L’étude européenne sur les valeurs, dont parle Christian Laporte dans la Libre de vendredi dernier (pp.8-9) a de quoi nous intéresser. Les chiffres indiquent que nos compatriotes sont surtout attachés aux valeurs domestiques/professionnelles. Bref, ces valeurs qui concernent la vie privée : famille (98%), amis (92%), travail (90%), temps libre (88%). Par contre, ils ont nettement moins d’intérêt pour la religion (40%) et pour la politique (30%). Et quand on s’interroge sur les catégories professionnelles en lesquelles les Belges ont confiance, cela donne : pompiers 97%, Médecins 92%, enseignants 86%, policiers 76% (+ 5% en un an), facteurs (71%).
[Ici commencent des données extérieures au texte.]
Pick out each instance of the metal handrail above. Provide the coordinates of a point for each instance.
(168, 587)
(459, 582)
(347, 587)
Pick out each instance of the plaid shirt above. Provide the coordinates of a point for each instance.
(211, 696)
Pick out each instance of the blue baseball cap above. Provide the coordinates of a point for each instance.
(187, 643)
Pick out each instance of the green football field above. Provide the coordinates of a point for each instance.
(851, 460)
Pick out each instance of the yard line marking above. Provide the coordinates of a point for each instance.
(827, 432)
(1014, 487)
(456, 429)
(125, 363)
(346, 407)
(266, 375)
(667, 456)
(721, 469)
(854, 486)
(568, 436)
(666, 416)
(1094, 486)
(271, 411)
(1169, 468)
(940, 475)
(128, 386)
Sont au plus bas : les politiciens 13% (- 7% en un an), publicitaires 20%, ministres du cultes 28% (- 9% en un an), commerciaux 33% et grands patrons 37% (+5% en un an). Ceci est conforté par l’attitude face aux institutions : la méfiance des Belges est grande vis-à-vis des partis politiques (79%), des banques (66%), de l’Eglise, (64%) et de la presse (60%).
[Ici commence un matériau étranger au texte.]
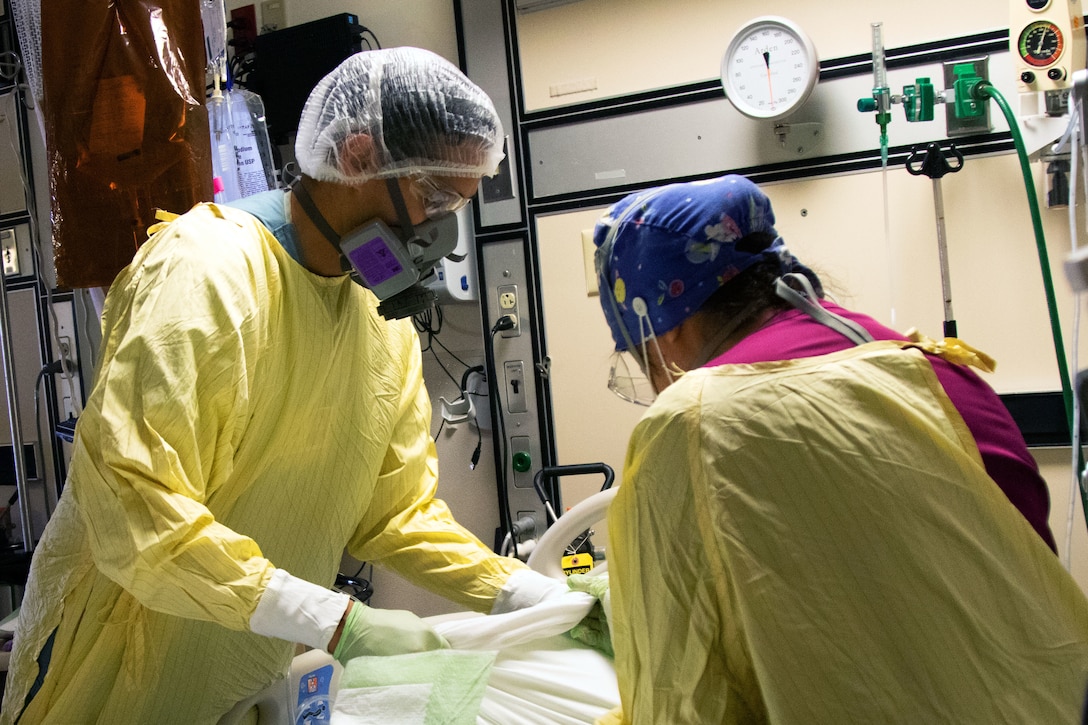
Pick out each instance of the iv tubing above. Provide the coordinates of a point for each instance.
(1077, 472)
(985, 90)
La religion et la politique sont donc au plus bas dans les sondages. En lisant cela, je me dis que je dois être un prêtre maso pour publier un livre sur la politique : voilà donc que l’hôpital traite de la charité… :-)
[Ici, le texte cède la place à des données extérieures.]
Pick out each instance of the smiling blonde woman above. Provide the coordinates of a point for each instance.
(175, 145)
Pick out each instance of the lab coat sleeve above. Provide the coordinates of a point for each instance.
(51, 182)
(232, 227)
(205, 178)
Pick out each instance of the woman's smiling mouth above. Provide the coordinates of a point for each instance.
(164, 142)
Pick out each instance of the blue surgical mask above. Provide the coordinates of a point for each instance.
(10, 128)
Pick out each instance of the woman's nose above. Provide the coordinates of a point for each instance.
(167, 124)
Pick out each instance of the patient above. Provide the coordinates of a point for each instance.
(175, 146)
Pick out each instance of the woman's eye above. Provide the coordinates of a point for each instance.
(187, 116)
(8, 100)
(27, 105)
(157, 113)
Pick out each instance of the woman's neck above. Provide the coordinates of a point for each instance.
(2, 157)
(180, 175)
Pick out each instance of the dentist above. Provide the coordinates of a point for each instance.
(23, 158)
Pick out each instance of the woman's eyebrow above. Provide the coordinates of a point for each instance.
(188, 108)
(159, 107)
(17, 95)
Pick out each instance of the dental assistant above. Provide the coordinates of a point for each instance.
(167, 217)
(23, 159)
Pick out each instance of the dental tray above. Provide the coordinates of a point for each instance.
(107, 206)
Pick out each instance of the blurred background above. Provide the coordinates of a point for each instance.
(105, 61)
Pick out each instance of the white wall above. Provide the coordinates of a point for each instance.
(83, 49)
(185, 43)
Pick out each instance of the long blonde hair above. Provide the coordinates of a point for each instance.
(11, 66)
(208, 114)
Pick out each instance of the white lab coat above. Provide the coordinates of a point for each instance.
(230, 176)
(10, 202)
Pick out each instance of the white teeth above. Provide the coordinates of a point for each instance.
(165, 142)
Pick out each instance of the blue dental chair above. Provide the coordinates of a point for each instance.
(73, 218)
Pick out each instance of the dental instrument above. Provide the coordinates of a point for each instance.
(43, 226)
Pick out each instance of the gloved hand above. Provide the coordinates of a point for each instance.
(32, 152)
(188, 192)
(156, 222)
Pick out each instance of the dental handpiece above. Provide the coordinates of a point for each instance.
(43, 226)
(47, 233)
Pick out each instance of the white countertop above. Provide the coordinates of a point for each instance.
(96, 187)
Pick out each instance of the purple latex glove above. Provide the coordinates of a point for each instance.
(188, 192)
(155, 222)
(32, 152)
Plus sérieusement, il est évident que le rejet de la politique s’explique pour une bonne part par la traditionnelle lassitude des citoyens face aux jeux particratiques, ainsi que par le blocage institutionnel du pays. Il ne faut pas non plus un grand sondage pour saisir que la sécularisation avancée de nos pays, ainsi que les anciennes affaires de pédophilie – récemment étalées dans les médias – ne sont pas sans conséquence sur la désaffection populaire envers le catholicisme. Tout ceci est une grosse pierre dans les jardins d’échevins et parlements, tout autant que de curés et conférences épiscopales. Il s’agit de se réveiller et de continuer à se poser les bonnes questions. Et pour les chrétiens, de le faire en priant pour que nous éclaire l’Esprit.
Cependant, ces chiffres sont également un miroir de l’opinion publique. La famille est plébiscitée à 98% dans une société… où domine le divorce. Les partis politiques n’ont pas la confiance de 79% d’une population… qui vote pour eux. Les publicitaires ne sont bien vus que de 20% d’une population… qui se laisse chaque jour davantage influencer par les codes publicitaires. La presse récolte 60% de méfiance… d’une audience qui déclare aimer « Arte », mais se régale de « Secret Story ». Les ministres du culte n’ont que 28% de sympathie, dans une société… où pullulent les charlatans et gourous en tous genres. Bref, l’opinion publique est bourrée de contradictions. Ce qui ne devrait pas nous surprendre, vu que l’opinion publique, c’est nous.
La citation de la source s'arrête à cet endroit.